Informal sessions to be held with communities around town
The Bethlehem Town Board: coming soon to location near you?
Board members approved a plan to hold informal forums around town Wednesday, March 24, when the five-member body voted unanimously in favor of the idea of taking the board on the road.
Details, such as dates and locations, have not been finalized, but Supervisor Sam Messina said the intention is to get the Town Board out to locations in all hamlets to talk about area-specific issues.
The notion is to have informal sessions so we can get around town, he said. `These do not replace Town Board meetings.`
The board will still convene twice a month at Town Hall in Delmar, the official meeting place for all regular meetings.
`For a whole array of reasons, official meetings have to be held in Town Hall,` said Councilman Kyle Kotary.
While board members will not be intending to hold votes at these sessions, they will adhere to New York’s open meetings law ` or `Sunshine Law` ` that states any time a quorum of a government agency is convened to discuss public business, it must be advertised and made open to the public. That way, all Town Board members will be able to attend.
`We will consider these to be meetings subject to the open meetings law,` Messina said. `Therefore, we’ll put out a notice, we’ll do an agenda. There ought not to be any decisions but if there are, we’ll document them.`
Robert Freeman, executive director of the state Committee on Open Government, said as long as notice of the meeting is given and the public is invited to attend, the sessions would be legal.

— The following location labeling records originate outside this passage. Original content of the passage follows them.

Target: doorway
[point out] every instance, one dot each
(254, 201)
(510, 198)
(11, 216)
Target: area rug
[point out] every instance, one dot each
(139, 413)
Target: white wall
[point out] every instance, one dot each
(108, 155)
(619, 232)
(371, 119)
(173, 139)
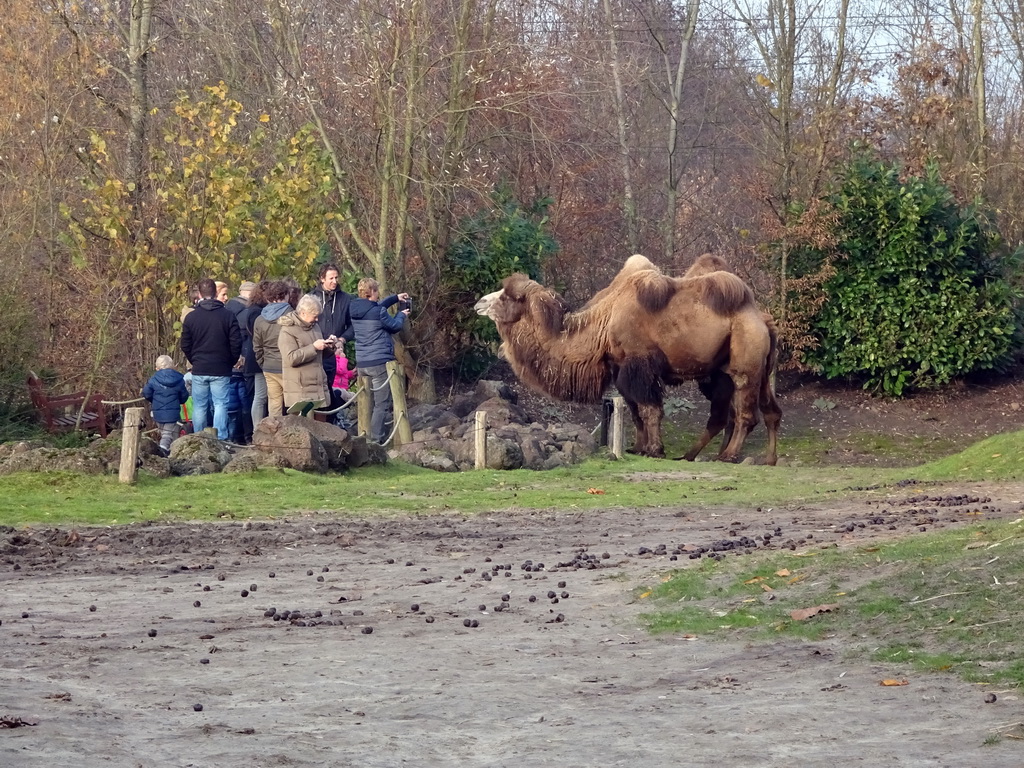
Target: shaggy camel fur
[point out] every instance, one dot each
(643, 332)
(719, 390)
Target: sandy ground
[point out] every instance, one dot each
(572, 683)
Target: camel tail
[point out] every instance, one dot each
(724, 293)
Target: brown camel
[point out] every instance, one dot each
(718, 387)
(643, 332)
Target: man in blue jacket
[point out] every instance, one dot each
(212, 342)
(373, 327)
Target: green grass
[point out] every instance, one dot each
(942, 601)
(631, 483)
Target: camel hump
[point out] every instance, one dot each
(723, 293)
(653, 290)
(636, 263)
(706, 264)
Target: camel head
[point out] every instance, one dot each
(523, 299)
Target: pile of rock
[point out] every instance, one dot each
(443, 438)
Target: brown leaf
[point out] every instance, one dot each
(803, 613)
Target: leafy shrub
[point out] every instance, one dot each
(493, 244)
(919, 295)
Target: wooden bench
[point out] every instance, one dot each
(60, 413)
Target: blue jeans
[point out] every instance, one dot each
(381, 388)
(205, 389)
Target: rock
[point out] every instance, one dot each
(199, 454)
(365, 453)
(429, 457)
(292, 438)
(430, 418)
(242, 464)
(501, 412)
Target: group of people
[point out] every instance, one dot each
(271, 350)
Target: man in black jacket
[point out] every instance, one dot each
(244, 381)
(212, 342)
(334, 321)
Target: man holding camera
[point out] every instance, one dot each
(373, 327)
(334, 321)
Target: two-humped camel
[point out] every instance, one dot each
(644, 332)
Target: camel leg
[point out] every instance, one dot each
(640, 385)
(718, 389)
(744, 412)
(651, 416)
(773, 418)
(640, 443)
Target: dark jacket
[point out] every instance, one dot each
(335, 318)
(247, 322)
(374, 326)
(166, 391)
(211, 339)
(265, 333)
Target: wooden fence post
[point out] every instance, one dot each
(480, 439)
(617, 426)
(364, 406)
(129, 444)
(399, 410)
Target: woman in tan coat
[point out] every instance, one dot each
(302, 347)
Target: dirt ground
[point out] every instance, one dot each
(113, 638)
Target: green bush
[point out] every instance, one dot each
(921, 292)
(498, 241)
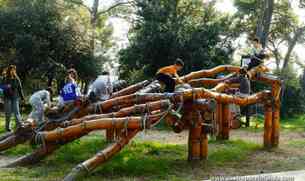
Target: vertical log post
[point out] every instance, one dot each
(110, 135)
(194, 143)
(225, 122)
(275, 126)
(219, 121)
(268, 126)
(276, 90)
(203, 145)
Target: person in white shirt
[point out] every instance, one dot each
(38, 101)
(70, 93)
(101, 89)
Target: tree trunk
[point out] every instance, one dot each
(94, 17)
(291, 45)
(263, 25)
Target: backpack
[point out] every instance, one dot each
(8, 90)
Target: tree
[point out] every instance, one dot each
(35, 36)
(96, 15)
(284, 26)
(167, 29)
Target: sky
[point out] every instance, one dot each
(121, 27)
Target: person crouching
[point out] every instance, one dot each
(166, 75)
(38, 101)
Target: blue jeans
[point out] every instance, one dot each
(11, 105)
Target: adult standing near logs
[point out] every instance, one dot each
(70, 93)
(101, 89)
(166, 75)
(12, 94)
(37, 101)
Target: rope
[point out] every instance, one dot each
(39, 138)
(126, 126)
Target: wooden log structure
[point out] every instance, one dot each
(139, 107)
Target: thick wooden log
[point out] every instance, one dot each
(6, 135)
(225, 122)
(131, 89)
(195, 135)
(136, 109)
(268, 126)
(203, 146)
(210, 72)
(89, 165)
(275, 125)
(98, 124)
(208, 81)
(222, 98)
(155, 86)
(18, 137)
(219, 121)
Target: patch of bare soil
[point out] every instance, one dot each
(4, 160)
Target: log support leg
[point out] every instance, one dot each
(89, 165)
(219, 120)
(110, 135)
(225, 122)
(198, 141)
(275, 126)
(268, 126)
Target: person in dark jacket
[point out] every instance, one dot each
(167, 74)
(12, 94)
(256, 56)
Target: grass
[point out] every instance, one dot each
(142, 160)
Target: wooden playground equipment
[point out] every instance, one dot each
(202, 107)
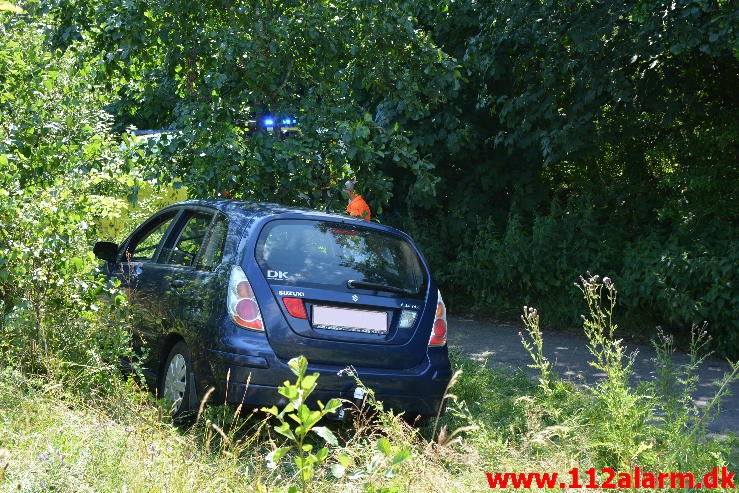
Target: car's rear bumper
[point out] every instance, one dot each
(254, 381)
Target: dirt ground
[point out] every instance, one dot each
(500, 345)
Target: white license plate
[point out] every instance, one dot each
(326, 317)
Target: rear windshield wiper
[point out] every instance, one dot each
(377, 287)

`If indeed a majority is present and they are functioning as a board, the open meetings law would apply,` Freeman said. `I assume if these are public forums, they would be advertised anyways.`
Councilman Mark Hennessey expressed reservations about how the open meetings law would apply to the meetings, but indicated he was in support of having them.
`I’m actually looking forward to talking less and hearing more from the people of the community,` he said.
He also emphasized that the meetings should focus on the area the meeting is being held, and not turn into a `road show` where townwide initiatives are played up.
Kotary said the meetings could also be an opportunity to show off some of the town’s historic structures like the Cedar Hill Schoolhouse in Selkirk.
`I think these are great ideas, we’ve had these in the past,` he said.
The town in the past has inhabited various spaces outside of Town Hall for forums, generally aimed at addressing a specific issue. Kotary specifically mentioned a meeting held under former Supervisor Theresa Egan regarding the Selkirk Bypass project.
Further details on the meetings around town will be forthcoming, but there was consensus that they should be held at 7 p.m.`not 6, when the board normally meets`to allow for greater community access.
Selkirk resident Cindy Radliff, who has long been petitioning the town to extend sewer service to residential areas in her part of town, asked the board during public comment that the first meeting be held in Selkirk and include that issue.